Me gustaba el timbre de tu voz cuando me llamabas como un tren a medianoche, incluso cuando me decías, con trémula arquitectura de araña, ya no te quiero. (Y lo decías con tanto amor que yo no podía sino quererte un poco más, y lo repetías con tanto ardor que temblaban los raíles de la voz y su catenaria; y es que, en tu boca, un ya no te quiero es un te querré siempre.) Me gustaba porque sabía que no era cierto, porque, como todo el mundo sabe, Anna Karénina nunca se arrojó a las vías del tren. Era más probable que se hubiera entretenido contando pisadas en la nieve o en quitarse un chicle del pelo.
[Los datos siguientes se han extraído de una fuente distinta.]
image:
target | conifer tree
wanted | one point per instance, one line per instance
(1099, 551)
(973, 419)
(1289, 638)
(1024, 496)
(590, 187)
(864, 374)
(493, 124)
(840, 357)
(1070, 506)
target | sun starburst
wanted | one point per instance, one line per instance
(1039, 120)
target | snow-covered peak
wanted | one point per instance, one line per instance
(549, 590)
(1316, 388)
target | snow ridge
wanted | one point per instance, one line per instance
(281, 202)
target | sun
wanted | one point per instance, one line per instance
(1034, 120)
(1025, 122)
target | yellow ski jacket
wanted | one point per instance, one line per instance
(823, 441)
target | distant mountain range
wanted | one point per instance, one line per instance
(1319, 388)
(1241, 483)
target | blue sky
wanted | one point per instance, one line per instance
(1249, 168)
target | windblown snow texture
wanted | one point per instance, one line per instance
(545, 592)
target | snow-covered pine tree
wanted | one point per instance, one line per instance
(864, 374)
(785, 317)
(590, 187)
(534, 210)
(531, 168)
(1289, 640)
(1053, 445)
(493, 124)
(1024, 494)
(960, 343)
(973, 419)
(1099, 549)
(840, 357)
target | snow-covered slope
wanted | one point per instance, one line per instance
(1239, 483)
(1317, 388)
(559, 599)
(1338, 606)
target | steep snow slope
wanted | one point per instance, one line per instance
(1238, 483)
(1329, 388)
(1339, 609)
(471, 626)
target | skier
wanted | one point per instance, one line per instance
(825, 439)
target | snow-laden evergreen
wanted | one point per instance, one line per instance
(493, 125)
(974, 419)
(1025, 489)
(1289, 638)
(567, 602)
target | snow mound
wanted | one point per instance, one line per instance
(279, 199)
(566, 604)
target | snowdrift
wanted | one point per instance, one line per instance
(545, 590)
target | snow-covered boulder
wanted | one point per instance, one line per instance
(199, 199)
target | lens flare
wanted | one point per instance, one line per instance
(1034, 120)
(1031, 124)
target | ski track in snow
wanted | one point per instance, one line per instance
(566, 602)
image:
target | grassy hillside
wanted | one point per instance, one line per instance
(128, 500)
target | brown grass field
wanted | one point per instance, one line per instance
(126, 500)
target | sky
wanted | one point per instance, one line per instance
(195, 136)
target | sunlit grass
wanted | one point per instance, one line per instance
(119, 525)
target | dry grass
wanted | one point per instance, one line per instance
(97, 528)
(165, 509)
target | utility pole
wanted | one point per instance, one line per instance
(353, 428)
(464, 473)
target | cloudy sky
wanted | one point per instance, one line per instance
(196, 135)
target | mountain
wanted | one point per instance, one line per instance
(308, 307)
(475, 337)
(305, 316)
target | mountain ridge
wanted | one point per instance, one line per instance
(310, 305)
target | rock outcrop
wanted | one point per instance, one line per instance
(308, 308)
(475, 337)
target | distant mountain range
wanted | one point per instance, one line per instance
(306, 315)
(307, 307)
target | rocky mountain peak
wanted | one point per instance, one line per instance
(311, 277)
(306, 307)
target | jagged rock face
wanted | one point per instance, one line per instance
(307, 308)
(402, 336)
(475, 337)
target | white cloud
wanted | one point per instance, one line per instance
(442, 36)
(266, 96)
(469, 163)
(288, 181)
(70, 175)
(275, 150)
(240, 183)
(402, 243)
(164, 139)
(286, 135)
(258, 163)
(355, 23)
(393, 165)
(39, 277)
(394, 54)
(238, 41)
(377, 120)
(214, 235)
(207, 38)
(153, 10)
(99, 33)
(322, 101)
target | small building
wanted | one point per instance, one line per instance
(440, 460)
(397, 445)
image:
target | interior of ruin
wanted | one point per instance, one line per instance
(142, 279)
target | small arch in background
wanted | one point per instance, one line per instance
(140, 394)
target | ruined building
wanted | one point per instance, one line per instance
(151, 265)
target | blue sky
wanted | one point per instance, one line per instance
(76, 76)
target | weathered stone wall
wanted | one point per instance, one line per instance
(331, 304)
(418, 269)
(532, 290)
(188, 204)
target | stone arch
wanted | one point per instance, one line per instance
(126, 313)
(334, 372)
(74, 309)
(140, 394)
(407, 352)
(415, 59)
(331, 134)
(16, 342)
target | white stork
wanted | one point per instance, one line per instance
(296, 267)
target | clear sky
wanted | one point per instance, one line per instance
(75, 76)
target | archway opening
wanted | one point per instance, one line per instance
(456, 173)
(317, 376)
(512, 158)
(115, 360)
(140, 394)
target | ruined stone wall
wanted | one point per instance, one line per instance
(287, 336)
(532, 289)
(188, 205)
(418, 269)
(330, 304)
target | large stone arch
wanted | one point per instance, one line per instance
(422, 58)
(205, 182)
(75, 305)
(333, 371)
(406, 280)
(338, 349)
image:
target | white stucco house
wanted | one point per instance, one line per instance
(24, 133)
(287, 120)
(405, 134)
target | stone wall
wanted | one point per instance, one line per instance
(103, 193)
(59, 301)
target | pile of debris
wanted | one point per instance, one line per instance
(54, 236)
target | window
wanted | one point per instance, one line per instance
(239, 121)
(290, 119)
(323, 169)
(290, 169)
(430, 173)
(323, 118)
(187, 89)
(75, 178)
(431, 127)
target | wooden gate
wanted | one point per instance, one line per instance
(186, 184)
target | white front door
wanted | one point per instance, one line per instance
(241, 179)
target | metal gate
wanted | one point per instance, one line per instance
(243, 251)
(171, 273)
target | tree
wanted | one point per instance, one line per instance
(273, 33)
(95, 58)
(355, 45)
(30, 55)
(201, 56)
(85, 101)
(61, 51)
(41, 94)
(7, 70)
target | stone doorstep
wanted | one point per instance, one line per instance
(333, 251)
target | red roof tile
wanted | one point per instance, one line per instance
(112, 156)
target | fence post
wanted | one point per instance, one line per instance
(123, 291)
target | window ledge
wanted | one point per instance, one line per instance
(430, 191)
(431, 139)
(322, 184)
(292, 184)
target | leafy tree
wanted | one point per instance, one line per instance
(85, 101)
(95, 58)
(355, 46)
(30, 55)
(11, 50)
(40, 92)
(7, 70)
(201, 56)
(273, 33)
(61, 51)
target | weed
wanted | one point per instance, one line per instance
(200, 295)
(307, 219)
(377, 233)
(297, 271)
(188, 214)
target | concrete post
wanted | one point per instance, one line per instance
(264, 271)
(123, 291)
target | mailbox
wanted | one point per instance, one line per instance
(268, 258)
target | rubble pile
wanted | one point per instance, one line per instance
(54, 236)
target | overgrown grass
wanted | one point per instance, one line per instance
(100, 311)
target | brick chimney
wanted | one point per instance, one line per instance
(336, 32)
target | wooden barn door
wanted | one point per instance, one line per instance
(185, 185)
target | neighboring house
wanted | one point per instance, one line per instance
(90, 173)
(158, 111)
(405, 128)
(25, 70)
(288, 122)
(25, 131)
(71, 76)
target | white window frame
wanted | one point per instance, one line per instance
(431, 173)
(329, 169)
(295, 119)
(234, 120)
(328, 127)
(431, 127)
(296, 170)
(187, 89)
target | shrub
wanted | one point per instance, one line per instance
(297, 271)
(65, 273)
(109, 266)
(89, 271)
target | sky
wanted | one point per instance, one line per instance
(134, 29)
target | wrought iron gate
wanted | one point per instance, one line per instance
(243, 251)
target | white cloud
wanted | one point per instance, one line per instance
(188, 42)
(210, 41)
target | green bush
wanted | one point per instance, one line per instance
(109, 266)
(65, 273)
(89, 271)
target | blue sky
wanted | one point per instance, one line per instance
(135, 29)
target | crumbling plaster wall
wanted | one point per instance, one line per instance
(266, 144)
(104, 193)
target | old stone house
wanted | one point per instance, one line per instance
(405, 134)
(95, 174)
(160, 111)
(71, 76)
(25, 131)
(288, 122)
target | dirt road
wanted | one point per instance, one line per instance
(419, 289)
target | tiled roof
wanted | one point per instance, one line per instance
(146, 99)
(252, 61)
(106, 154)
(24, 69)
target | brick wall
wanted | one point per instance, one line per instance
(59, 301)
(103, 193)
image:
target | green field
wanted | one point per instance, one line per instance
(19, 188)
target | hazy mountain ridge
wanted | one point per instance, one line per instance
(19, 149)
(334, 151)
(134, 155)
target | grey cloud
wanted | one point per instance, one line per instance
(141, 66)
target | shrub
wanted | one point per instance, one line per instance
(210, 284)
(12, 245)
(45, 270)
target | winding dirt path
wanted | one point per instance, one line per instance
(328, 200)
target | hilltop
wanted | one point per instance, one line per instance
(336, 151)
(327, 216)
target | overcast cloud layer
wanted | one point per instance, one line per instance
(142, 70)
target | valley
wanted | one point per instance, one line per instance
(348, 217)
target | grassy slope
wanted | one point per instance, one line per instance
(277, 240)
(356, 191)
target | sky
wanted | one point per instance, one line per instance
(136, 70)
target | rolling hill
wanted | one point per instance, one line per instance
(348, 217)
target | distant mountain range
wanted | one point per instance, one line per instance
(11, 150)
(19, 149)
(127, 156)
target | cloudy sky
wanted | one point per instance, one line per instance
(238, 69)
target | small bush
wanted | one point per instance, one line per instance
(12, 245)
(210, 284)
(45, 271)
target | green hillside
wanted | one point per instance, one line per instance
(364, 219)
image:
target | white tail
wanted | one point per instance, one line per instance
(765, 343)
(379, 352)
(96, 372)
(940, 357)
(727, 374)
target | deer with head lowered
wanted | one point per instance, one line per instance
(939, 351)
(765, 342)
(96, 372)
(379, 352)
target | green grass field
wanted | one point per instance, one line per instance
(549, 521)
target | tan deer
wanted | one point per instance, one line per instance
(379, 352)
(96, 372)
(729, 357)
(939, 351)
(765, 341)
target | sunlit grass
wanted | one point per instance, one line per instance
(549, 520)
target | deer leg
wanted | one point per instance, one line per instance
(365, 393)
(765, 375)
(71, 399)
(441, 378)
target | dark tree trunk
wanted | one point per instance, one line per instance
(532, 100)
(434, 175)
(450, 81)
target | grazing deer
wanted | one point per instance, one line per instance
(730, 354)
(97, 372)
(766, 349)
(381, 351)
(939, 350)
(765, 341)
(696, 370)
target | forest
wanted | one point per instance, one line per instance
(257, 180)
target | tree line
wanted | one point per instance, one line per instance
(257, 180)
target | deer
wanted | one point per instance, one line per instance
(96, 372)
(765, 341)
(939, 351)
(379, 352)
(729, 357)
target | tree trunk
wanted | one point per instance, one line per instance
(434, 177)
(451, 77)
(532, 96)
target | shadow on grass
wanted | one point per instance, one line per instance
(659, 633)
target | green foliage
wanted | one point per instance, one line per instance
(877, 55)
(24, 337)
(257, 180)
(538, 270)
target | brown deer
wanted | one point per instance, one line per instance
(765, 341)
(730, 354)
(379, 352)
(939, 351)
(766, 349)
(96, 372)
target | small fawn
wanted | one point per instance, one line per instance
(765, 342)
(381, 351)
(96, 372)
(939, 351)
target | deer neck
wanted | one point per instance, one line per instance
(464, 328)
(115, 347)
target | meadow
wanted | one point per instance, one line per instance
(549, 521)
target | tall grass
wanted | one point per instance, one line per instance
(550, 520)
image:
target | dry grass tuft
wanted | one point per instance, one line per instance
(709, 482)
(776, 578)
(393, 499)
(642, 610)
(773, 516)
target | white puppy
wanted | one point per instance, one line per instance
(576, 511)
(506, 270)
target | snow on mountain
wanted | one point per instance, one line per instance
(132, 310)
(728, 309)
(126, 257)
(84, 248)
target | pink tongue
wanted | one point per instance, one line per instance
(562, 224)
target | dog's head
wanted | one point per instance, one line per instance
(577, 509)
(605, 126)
Las despedidas siempre son una estación de tren, un largo adiós de humo y nieve y ruedas pesadas que se mueven. La espera es una lombriz anillada que se estira y se contrae, y que al final un pie desaprensivo o simplemente descuidado pisa dejando sobre el pavimento una mancha viscosa.
Como la cara lívida de Liv Ullmann que se aleja lentamente de la tenue luz de las velas para adentrarse poco a poco en un mapa de tinieblas, tu voz oscila entre gritos y susurros. Mi voz, en cambio, es una locomotora que atraviesa túneles oscuros y lóbregas cavernas, y que a mitad de trayecto descarrila en un círculo de luz, como la mariposa que garabatea zarcillos en el aire.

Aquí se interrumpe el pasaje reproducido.